Balığı yok ettik: Deniz kirliliği, iklim değişikliği soframızı etkiledi, ağlar boş çekiliyor
Ekosistemdeki bozulma denizlerimizdeki balık stoklarını yıldan yıla azalttı. Uzmanlara göre deşarj edilen evsel ve endüstriyel atıklar denizlerde kirliliğe ve bazı balık türlerinin kaybolmasına yol açtı.
Rıfat KırcıBilimsel olmayan balıkçılık uygulamaları, iklim değişikliği ve kirlilik nedeniyle üç tarafı denizlerle çevrili ülkemizde balık stoku her geçen gün azalıyor. Özellikle hamsi, istavrit gibi sık tüketilen türlerin üretim miktarında sert düşüş yaşanıyor.
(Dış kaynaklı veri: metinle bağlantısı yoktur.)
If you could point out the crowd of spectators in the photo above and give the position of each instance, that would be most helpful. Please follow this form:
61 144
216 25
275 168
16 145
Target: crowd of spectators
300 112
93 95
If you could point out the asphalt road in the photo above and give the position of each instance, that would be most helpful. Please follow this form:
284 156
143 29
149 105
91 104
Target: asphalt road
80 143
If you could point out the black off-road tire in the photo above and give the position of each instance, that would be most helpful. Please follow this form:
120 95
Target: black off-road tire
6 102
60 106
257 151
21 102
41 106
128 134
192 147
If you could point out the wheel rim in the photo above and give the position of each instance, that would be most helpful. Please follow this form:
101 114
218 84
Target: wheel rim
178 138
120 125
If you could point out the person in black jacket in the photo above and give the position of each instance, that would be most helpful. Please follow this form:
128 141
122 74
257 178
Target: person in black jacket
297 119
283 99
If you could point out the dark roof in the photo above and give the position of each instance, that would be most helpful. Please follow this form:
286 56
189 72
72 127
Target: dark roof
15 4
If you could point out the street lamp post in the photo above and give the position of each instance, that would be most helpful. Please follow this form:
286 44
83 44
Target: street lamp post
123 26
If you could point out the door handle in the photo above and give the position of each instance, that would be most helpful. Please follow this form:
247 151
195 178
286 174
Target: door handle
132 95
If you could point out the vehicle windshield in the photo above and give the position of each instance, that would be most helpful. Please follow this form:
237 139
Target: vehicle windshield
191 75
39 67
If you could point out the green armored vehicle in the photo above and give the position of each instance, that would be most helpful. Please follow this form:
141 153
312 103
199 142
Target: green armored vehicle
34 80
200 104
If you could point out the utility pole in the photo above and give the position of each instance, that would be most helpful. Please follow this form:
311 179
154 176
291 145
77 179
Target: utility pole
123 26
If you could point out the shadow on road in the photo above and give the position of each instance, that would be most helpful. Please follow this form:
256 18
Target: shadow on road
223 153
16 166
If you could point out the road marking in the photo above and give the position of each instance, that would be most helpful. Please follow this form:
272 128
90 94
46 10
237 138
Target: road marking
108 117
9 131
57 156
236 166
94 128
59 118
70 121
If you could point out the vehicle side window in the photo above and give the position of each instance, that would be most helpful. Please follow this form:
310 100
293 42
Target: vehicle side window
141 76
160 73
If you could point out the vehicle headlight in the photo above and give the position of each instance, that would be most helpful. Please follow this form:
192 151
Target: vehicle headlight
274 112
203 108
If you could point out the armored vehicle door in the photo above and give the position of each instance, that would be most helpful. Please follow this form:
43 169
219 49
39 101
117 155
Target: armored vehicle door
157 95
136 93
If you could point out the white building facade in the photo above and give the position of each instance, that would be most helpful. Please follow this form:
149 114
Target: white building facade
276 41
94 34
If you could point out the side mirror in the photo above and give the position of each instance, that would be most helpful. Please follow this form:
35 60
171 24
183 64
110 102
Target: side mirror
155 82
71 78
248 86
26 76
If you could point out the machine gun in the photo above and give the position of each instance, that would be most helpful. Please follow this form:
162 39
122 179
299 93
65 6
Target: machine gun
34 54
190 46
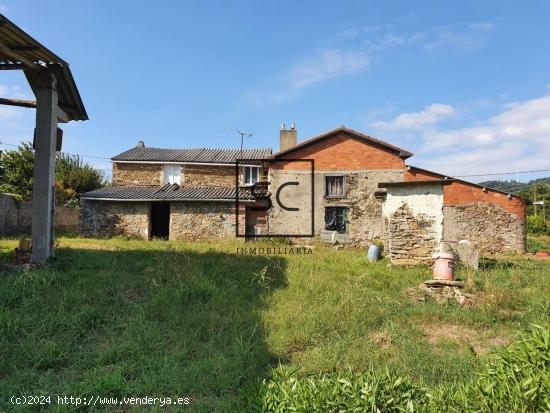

Tarım ve Orman Bakanlığı’nın son verilerine göre 2002’de 373 bin ton hamsi üretimi yapılırken bu oran 2022’de 126 bin tona geriledi. İstavritte de üretim 26 bin tondan 14 bin tona geriledi. Ekmek arası yapılan uskumru ise Norveç’ten ithal ediliyor.
(Saadet Karakulak)
İstanbul Üniversitesi’nde Prof. Dr. Saadet Karakulak sularımızdaki azalmaya ilişkin “Balık stokunun azalmasında çok faktör var. Aşırı avcılık yapılıyor. Hâlâ avcılıkta kota sistemi yok. Denetim eksikliğinden dolayı kota uygulanmıyor. Bilimsel temelli balıkçıklık yapılmıyor. İklim değişikliğinin etkisini de çok görüyoruz. Balıklar güneyden kuzeye de gidiyor. Mercan balıkları bile Karadeniz’e göç etme eğilimi gösterdi. İstilacı türler geliyor. Bu türlerin sayısı artıyor balık stokunun azalmasına bu da etki ediyor. Deniz kirliliği ise hat safhada. Deniz kirliliği, özellikle oksijeni seven balıkların denizi terk etmesine yol açıyor. Orkinos, kılıç balığı artık yok. Balıkçılığımızda en önemli yeri tutan hamsinin miktarında da azalma var. Karadeniz ve Marmara ekosisteminde besin zincirinde kırılmalar var. Balıklar olumsuz etkileniyor. En etkili faktör kirlilik” değerlendirmesinde bulundu.
(Murat Kapıkıran)
‘DENİZLER KORUNMALI’
Ziraat Mühendisleri Odası (ZMO) İstanbul Şube Başkanı Murat Kapıkıran ise kirliliğe dikkat çekerek “Marmara Denizi’nin yaygın kirliliğine neden olan ve kontrolsüz olarak birçok noktadan deşarj edilen evsel ve endüstriyel atıkların deşarj noktalarının tespiti, kontrol ve denetimlerinin yapılması ve ileri arıtma yöntemlerinin kullanılması zorunlu hale getirilmelidir. Marmara Denizi ve diğer denizlerimizde deniz kirliliği, biyoçeşitlilik izleme, balık stoklarının takibi vb. çalışmalar, yıl içerisinde düzenli olarak yapılmalı, ilgili bakanlıkların ve belediyelerin bu çalışmalara kaynak aktarmaları sağlanmalıdır” ifadelerini kullandı.